Lennox and Isla, identical twin girls born to my niece last fall, will be our youngest house guests ever, which translates to highchairs and strollers, “blankies” and Cheerios, formula and diapers scattered about everywhere.

But this year I’m in an “oh, well,” “so what,” “who cares” kind of mood. The sheer magic of their arrival trumps the paraphernalia invasion as does the realization that three sets of doubles will surround our holiday table – a true “wonder of wonders, miracle of miracles,” as the song lyrics say.

With any luck, my dear mother will be sitting at the helm, admiring her flock, feeling feisty once again following a troublesome bout of mysterious symptoms that have plagued, crazed and compromised her health since early September (I will save that story for another time, another column).

But because babies are universally good medicine, I am convinced that after five minutes of hugging and kissing the darling duo she’ll be running circles around all of us – taking over my kitchen, relishing her role as matriarch, and whispering preferences for the 90th birthday party being planned in her honor.

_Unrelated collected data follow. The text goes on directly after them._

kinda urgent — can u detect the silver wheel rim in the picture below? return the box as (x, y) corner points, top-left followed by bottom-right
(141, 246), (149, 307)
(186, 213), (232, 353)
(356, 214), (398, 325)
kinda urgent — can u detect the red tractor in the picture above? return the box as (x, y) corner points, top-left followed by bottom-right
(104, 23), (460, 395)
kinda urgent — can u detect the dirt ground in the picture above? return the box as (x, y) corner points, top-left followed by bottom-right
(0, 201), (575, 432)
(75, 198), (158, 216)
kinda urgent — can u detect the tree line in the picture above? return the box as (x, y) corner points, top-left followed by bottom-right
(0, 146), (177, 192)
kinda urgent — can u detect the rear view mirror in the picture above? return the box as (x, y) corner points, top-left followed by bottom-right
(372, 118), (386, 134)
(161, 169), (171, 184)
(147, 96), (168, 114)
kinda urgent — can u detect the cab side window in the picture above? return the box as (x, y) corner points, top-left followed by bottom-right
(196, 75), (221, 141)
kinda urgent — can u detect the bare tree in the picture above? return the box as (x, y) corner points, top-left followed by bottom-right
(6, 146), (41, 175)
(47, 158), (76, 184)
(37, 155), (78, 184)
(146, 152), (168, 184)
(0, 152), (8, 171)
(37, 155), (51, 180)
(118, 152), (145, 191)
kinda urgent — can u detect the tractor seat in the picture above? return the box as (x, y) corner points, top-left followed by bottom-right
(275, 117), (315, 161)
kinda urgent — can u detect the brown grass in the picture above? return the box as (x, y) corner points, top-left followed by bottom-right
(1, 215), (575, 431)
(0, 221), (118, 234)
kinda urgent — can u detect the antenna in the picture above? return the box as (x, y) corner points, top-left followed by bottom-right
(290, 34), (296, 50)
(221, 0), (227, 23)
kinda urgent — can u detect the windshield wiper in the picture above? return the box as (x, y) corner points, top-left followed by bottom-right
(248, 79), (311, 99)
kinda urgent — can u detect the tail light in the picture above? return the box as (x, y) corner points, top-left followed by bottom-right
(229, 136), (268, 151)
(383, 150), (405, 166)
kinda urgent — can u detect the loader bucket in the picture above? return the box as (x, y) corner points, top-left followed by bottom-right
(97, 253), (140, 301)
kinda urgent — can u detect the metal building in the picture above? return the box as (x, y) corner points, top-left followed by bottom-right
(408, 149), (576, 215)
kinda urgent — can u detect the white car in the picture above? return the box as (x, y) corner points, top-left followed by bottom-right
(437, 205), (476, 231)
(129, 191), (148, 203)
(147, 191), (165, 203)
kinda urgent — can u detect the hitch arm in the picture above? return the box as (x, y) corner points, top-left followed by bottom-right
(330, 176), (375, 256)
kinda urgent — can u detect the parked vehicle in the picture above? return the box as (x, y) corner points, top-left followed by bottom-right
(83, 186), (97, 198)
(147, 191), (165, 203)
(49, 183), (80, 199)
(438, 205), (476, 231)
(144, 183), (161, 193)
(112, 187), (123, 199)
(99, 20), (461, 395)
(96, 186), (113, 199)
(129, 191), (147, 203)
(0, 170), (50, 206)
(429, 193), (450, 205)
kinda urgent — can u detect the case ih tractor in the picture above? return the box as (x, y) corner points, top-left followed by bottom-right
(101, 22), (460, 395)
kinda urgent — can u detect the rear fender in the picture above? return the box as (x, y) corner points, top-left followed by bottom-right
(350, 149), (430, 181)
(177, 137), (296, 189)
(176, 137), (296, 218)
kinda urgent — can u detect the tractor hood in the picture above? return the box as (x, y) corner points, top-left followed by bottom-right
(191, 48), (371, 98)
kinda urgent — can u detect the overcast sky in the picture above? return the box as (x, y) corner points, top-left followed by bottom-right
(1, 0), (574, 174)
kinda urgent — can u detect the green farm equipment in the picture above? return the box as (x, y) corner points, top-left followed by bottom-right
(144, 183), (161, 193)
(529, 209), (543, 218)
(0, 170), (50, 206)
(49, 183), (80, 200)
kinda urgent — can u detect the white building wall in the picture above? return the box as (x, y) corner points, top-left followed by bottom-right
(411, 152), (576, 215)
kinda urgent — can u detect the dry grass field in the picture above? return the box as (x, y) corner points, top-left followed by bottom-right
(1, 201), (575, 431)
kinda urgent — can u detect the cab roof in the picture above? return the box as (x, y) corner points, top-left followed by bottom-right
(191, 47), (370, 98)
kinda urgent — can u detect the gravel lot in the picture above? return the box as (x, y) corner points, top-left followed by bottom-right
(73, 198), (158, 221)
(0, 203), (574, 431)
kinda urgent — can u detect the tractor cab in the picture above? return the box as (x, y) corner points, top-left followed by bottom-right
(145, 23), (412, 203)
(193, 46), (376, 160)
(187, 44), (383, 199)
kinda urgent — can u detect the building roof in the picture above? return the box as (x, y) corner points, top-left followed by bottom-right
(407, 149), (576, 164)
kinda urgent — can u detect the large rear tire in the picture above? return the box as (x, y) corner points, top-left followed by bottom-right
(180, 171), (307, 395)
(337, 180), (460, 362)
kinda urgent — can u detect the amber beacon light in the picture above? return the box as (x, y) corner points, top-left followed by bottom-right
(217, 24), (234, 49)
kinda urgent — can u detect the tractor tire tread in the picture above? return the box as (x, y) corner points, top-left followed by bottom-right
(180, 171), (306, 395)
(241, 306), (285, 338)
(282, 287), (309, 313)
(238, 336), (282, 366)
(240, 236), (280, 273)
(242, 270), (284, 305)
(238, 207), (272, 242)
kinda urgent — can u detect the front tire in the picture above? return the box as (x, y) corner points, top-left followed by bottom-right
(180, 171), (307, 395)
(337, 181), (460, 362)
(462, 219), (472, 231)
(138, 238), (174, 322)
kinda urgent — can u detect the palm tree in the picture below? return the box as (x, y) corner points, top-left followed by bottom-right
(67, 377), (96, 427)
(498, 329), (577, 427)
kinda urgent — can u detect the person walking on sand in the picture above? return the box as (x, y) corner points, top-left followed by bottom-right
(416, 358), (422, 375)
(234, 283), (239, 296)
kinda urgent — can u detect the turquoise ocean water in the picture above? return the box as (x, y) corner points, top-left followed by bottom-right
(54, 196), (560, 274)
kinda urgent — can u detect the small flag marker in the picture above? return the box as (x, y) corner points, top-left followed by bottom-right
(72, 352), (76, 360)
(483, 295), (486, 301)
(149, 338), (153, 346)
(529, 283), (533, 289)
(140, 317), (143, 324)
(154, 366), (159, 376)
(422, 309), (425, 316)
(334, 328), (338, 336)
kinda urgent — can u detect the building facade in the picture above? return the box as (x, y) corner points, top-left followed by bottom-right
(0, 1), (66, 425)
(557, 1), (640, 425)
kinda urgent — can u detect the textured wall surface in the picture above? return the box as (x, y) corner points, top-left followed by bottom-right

There will be chaos floor to ceiling, morning till night, including cranky babies, antsy toddlers, restless preteens negotiating iPad games and instigating parental warfare.

Dan and I will attempt to synchronize the carving of the turkey with whatever else is baking in the oven hoping to also squeeze in one family photo taken before dinner. If history is a trend indicator, neither will happen according to plans and invariably, someone will have a meltdown.

But it won’t be me.

Because this year I refuse to see the mess. Instead, I will celebrate the chaos and ignore what doesn’t matter. The pilaf can be soggy, the salad overdressed, the turkey dry, and even the kids can be naughty.

This year I will see only handmade ornaments, the love fest between cousins, and our growing family united by culture and tradition. I will take special note of the grandchild helping my mom with her walker, the first child rising without prodding to help clear dirty dishes, and discovering a handwritten love note one of the grandkids secretly stashes near my nightstand.

And yes, the mess will wait.

Because this year everything is at stake.

World peace.

The safety of our country.

My mother’s health.

My grandkids’ future.

Lives.

Weeks from now I will find dried granules of rice pilaf scattered like ants in the crevices of my dining room floor. Leaning down to pick them up, I will holler to Dan to bring the vacuum and I will think to myself how lucky I am to be alive to have such a moment.

As I sign off until 2016 when each of us gets to start this fascinating dance of life all over again, I realize there will be good days and bad days ahead, stresses and strains, dips and turns.

Here’s wishing us all a year to gather our senses while also gathering ourselves more often with family and friends – knowing full well that the only way we’ll survive is by holding on for dear life, and then holding on to each other.

Armen D. Bacon is a writer and co-author of “Griefland: An Intimate Portrait of Love, Loss and Unlikely Friendship” and a collection of essays called “My Name is Armen.”